2. On purchase of a new asset, the payment made will be shown in Receipt & Payment A/c and then the scrutinized value of the asset shall be shown in the asset side of the balance sheet.
3. If any loan is raised, it shall be shown in the receipt side of Receipt & Payment A/c and the value(less repayment, if any) shall be shown on the liabilities side of the balance sheet.
4. Special receipts like donations for the building are directly shown on the liabilities side of the Balance Sheet.
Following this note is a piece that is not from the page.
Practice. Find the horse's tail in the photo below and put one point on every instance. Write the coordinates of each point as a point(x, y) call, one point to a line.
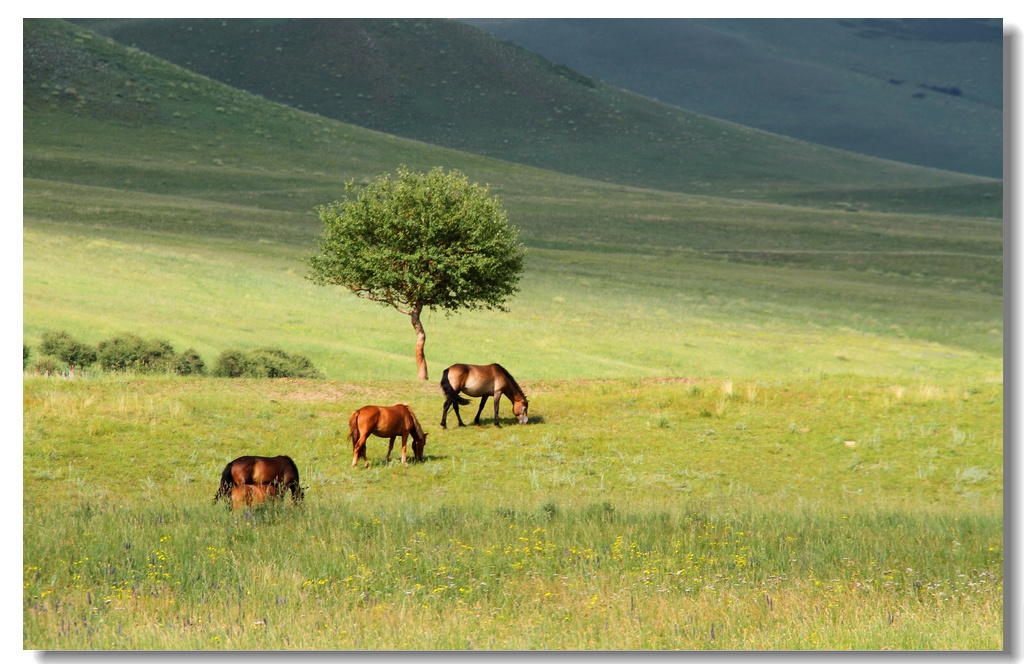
point(294, 486)
point(450, 392)
point(226, 482)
5. The liabilities of the previous year’s Balance Sheet shall be scrutinized for any payment if made (Information from Receipt & Payment A/c should be taken) and the net value shown in the Balance Sheet.
6. Adjustments made on the accrual basis of accounting shall also be shown in Balance Sheet, i.e., outstanding expenses and advance income are shown on the liability side, and prepaid expenses and accrued income will be shown on the Asset Side of the Balance Sheet.
7. The net amount of the advances shall be shown in the Balance Sheet, i.e., payment of advances shall be shown on the Payment Side, and recovery of advances shall be shown on the Receipt Side of Receipt & Payment A/c and the difference between them is shown in the Balance Sheet.